Liberal democracy is a thin idea. It doesn’t usually stir the soul or inspire towering passions. It is about means not ends; about striking a balance rather than pursuing a goal.
The first concern of a liberal constitution is to protect citizens against the power of an overmighty state. But what if citizens want an overmighty state to achieve their political objectives?
Democracy is just a system that allows citizens to vote. That’s it. Since ancient Greece, democracies have produced illiberal laws and demagogic leaders. An Athenian citizen jury chosen by lot ordered the death of Socrates for being a typical, out-of-touch, metropolitan elitist, who scoffed at the gods of the city. No one could call the jurors liberals, but they were thorough-going democrats.
When he launched his assault on the independence of the judiciary, Benjamin Netanyahu was asking the same question illiberal democrats have been asking with great success throughout the 21st century. By what right do unelected judges and journalists, or opposition parties who failed to win an election, dare to limit the power of a government whose mandate comes from the people?
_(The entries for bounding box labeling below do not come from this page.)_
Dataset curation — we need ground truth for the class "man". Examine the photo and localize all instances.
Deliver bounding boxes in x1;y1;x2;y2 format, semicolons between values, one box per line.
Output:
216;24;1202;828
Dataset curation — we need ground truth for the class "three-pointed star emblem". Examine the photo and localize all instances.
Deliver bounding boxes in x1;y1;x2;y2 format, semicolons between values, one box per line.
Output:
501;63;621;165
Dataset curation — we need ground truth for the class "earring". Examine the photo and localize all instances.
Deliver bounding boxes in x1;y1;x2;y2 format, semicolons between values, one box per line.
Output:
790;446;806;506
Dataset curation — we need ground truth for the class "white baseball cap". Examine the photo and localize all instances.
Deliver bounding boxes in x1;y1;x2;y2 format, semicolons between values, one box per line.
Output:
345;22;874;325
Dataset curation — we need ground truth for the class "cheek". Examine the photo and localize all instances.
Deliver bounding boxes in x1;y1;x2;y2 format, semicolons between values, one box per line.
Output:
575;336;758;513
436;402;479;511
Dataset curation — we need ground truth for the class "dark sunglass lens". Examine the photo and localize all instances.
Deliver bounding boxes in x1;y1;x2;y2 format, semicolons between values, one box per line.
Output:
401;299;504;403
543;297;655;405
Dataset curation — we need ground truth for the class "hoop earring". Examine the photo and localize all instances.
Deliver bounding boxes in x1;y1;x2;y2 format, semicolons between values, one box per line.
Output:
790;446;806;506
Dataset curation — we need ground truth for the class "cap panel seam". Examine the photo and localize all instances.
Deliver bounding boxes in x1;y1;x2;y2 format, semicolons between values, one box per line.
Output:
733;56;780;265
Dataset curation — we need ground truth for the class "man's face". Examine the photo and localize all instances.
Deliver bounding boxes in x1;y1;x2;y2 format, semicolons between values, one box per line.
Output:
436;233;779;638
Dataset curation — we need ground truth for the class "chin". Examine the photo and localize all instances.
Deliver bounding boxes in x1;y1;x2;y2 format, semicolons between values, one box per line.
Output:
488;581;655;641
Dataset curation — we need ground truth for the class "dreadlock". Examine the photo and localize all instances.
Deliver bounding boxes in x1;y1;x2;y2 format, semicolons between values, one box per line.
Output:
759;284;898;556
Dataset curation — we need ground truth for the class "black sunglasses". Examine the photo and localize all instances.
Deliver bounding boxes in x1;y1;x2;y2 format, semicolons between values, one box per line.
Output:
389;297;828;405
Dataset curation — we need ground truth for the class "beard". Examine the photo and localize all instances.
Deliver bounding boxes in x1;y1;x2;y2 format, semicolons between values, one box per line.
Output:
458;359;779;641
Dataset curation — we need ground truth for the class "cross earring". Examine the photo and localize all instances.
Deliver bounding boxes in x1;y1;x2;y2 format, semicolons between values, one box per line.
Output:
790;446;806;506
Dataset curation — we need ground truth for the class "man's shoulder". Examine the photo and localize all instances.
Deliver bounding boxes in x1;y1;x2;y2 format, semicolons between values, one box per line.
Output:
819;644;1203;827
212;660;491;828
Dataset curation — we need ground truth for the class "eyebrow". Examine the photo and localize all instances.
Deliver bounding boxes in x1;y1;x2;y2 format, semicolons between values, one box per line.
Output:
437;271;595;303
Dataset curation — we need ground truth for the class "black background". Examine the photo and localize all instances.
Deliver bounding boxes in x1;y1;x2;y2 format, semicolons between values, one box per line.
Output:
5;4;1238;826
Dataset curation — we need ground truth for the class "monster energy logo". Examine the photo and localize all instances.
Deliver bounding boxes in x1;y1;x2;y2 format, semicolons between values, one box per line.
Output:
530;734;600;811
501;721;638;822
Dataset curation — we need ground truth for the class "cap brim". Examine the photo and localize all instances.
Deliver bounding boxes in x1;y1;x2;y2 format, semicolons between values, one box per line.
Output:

He must have thought he could secure an easy victory. Starting with Vladimir Putin in Russia in 1999, via Viktor Orban in Hungary, the Law and Justice party in Poland, Donald Trump in the US, and Narendra Modi in India, authoritarians and demagogues have succeeded or come close to succeeding in destroying restraints on their power.
Their arguments are everywhere the same, and were run again in Israel. “We go to the polls, vote, and time after time, people we did not elect decide for us,” the Israeli Justice minister Yariv Levin said, as he introduced plans to give his government the power to select judges and to override Supreme Court decisions. “This is not democracy.”
I could point out that, contrary to the claims of the Netanyahu government and the Bibi boosters in the UK Jewish community, the Israeli Supreme Court is not a stronghold of leftism. It does not take decisions “in the name of some overreaching progressive thinking”, to quote Levin again. According to the independent Israel Democracy Institute, the court has overturned a mere 22 laws or pieces of laws since the late 1990s. Most of its interventions have not been radical. The court has done next to nothing to defend the rights of Palestinians, but instead has concentrated on such minor matters as cutting a discriminatory line in a law that barred welfare payments to someone who owned a car.
To emphasise the extravagance of the Israeli right’s charges, however, is to duck a hard truth. Any check by an unelected body can be framed as “not democracy” and it is dishonest to pretend otherwise.
Authoritarian rulers have not just counted on arguments about democratic legitimacy. They have also counted on citizens not caring about constitutional changes.
Allow me to run a test to prove my point. I guess that among the readers of the JC are people who have voted Conservative since 2010 but will not vote Conservative next year. I guess, too, that your main reason for abandoning the government is its economic failure. I have never heard its former supporters say that, obviously, they can never vote Tory again because the party unlawfully suspended Parliament, lied to, or at any rate, misled the late Queen, attempted to undermine the independence of the judiciary, the BBC and any other institution that questioned it, packed the House of Lords, placed limits of the independence of the Electoral Commission, and, most ominously in my view, attempted voter suppression demanding state-approved ID at polling booths.
The explosion of anger in Israel that has destroyed Netanyahu’s credibility is thus inspiring and highly unusual. Obviously, there are local factors. The sight of a compromised prime minister trying to subvert the judiciary when he faces bribery, fraud and breach of trust charges is first among them. As is the fact that Israel has a citizen army rather than a professional military. The warning from the defence minister that the government was threatening national security by provoking protests among reservists and inside the regular army would not happen in other first-world countries.
Whatever the details, the big truth remains that Bibi looks busted now. He said he had fired the defence minister for daring to outline dangers to national security, which is when you think about it exactly what a defence minister ought to do. But at the time of writing Yoav Galant is still in post.
Commentators explain the Israeli uprising by emphasising the thinness of its democracy. Israel does not have a written constitution or second legislative chamber. By attacking the judiciary, the right and far-right was attacking the only real check on their power.
But we ought to have learned that all checks and balances are vulnerable.
As we have seen so often in our time, elaborate constitutions can be rewritten and long-established norms violated, if an apathetic electorate allows the powerful to get their way. Netanyahu counted on exploiting apathy, as so many other strongmen leaders have done. Rather magnificently, hundreds of thousands of strong men and women in Israel have stood up and revealed his weakness.